I think Christopher Hitchens nailed the attitude with the statement: "pardon my humility, but I'm on a mission from God."
Yes, some judgement is healthy and necessary to life. Hyper-religious folk manage to take it to an extreme and not only prevent everyone else from living an emotionally healthy life, but damage themselves in the process. They eliminate a lot of good people from their lives and misplace trust in bad people who have the right title in front of their names.
My dad was never very active mormon when I was a child. My mother was socially backward. We were treated as outcasts. What were we NOT judged for. Three of my siblings left the lds church as teenagers--for judgements made. I just keep thinking of the different things that happened to us as kids by leaders even--let alone members.
The best I was ever treated in mormonism was when my husband and I were a "young" married couple with twins. My "husband" is gay--and we have been "separated" for 16 or 17 years now. He was quickly moving up in the church because he is very, very, very friendly and well liked. It was the only time in my life I was treated like anything of value in mormonism. When I found out he was cheating and he was ex. sec. and the bishop told me he would be one of the next bishops, I went inactive because I didn't want the fallout to be public. I also didn't want my chlidren to be treated as I had in mormonism.

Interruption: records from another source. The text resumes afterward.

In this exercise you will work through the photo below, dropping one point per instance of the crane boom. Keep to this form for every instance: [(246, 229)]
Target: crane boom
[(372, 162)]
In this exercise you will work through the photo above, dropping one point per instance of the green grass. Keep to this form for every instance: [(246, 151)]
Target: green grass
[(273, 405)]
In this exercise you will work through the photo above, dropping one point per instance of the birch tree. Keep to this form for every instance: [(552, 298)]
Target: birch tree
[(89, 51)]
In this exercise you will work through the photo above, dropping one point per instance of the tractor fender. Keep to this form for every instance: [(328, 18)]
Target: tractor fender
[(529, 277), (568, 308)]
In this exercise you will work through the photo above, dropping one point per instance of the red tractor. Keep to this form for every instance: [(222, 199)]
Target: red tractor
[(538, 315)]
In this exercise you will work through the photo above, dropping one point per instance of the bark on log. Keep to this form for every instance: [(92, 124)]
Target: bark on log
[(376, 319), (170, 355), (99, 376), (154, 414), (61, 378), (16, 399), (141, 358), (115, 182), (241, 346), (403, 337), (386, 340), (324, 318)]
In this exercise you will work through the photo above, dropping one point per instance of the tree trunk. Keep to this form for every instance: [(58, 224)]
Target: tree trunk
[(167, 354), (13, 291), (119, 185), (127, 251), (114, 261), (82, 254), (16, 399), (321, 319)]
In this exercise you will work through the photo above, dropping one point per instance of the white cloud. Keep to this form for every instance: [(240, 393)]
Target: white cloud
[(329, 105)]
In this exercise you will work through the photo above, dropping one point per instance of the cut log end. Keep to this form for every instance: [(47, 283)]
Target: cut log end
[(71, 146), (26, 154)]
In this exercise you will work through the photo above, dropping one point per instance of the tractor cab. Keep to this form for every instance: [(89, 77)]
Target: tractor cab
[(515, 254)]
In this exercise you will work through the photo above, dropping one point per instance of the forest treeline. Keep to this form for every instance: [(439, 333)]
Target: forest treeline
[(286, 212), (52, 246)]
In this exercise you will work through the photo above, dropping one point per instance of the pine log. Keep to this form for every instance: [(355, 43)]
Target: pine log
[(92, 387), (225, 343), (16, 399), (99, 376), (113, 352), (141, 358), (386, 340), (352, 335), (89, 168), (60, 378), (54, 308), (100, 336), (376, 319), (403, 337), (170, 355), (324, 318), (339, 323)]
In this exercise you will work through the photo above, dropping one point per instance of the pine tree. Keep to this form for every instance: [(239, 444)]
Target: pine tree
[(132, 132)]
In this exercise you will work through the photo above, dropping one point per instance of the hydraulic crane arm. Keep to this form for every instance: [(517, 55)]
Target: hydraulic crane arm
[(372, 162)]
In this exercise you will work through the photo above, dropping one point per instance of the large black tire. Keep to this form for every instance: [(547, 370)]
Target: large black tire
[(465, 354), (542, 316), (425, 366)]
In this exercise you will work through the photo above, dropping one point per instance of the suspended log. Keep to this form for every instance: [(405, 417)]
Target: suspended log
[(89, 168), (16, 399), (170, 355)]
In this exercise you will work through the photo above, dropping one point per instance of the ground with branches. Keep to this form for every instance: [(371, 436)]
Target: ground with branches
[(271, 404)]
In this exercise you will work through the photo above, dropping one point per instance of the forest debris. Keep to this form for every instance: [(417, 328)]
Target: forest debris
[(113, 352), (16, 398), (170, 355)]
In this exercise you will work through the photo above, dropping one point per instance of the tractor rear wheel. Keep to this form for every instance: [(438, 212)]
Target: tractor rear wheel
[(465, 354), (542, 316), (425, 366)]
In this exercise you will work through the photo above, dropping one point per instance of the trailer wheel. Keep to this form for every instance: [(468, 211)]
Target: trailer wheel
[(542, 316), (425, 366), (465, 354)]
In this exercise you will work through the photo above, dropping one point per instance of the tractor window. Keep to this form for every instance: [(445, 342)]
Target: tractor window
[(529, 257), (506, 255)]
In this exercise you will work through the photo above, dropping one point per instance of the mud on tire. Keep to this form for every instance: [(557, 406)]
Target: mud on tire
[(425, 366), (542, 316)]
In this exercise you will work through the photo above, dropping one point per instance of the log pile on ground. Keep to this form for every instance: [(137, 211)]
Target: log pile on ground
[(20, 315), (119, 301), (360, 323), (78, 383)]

After he left, I was judged harshly. I am very reserved and stay to myself. I wanted to get on the roof and shout, "It wasn't my fault." I finally got over that.
Now--I have a boyfriend who I live with part of the time. I live here part of the time. I don't hide anything. I just go about living my life. My tbm daughter says I confuse the neighbors! They are all nice to all of us.

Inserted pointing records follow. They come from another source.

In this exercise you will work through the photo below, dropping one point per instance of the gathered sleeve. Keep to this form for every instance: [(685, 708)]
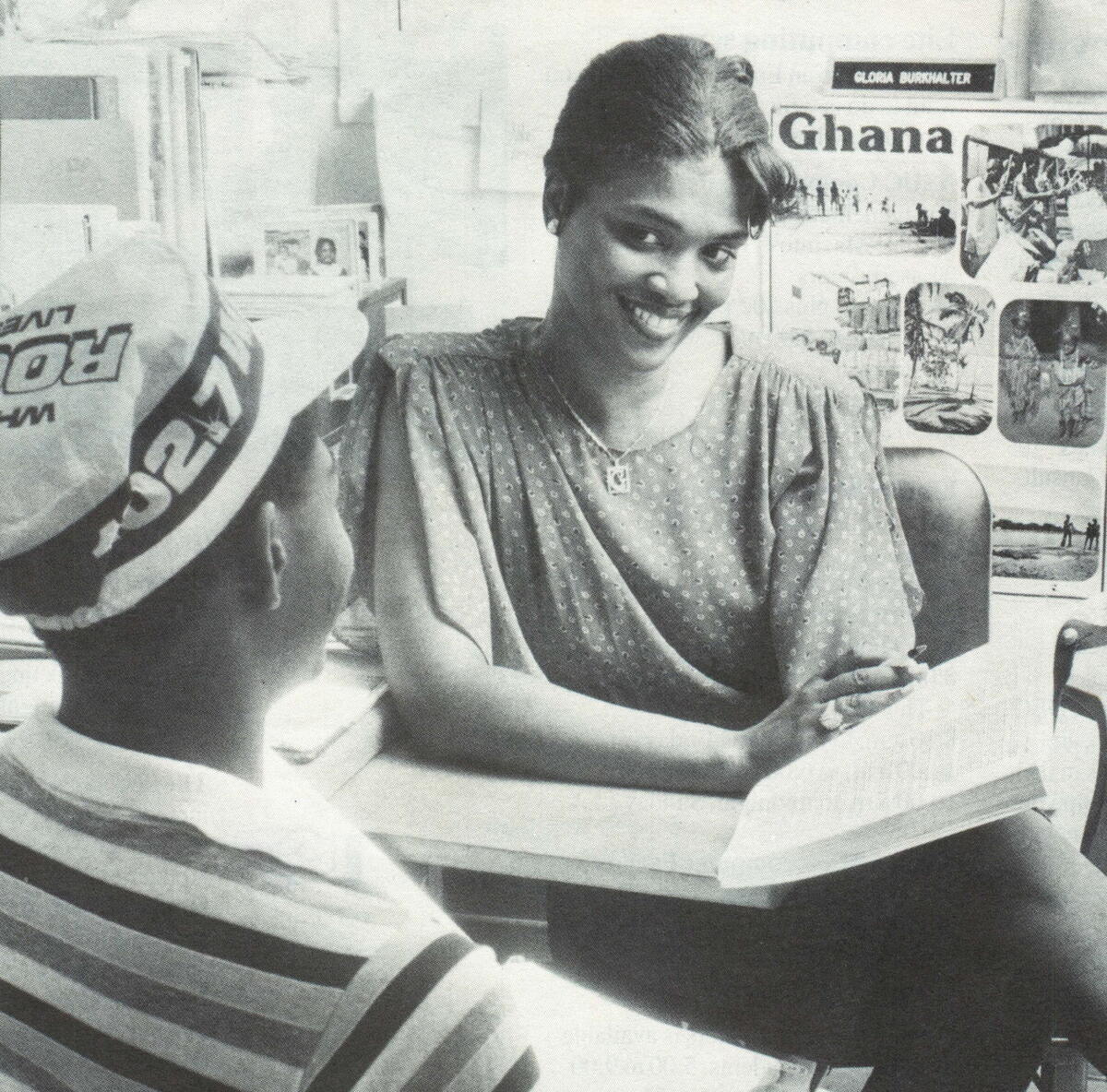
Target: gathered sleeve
[(841, 586), (434, 389)]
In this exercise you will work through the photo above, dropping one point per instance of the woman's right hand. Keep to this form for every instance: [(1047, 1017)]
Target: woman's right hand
[(822, 708)]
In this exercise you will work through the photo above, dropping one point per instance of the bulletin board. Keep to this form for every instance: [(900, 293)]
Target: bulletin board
[(955, 260)]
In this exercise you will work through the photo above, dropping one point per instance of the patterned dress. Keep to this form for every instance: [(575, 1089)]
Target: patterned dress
[(757, 547)]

Once I just accepted my life as it is--it changed everything. I mow the lawn on Sundays. My "husband" lives at our home and I come and go--and the neighbors know. Our son looks anything BUT mormon.
I don't mind Utah (I posted on your other thread about Utah). As I drove home on Sunday from Colorado and I dropped into Ogden I started to cry. THIS IS HOME. My family has never been TBM. My parents lived and died here. I stopped at their grave as I drove through Brigham and on up to Cache Valley. I love Utah. I have learned to just live my life as I see fit and once I started just doing that, for the most part, people have been very decent to me.
I stopped caring about their judgement of me. Here in Utah the question I get asked most is "What ward are you in?" This used to annoy the crap out of me. Not any more. My response when asked "What ward are you in?": I'm in the 5TH WARD. The Bishop's name is Jameson. First counselor is Bud, second counselor is Bud Light.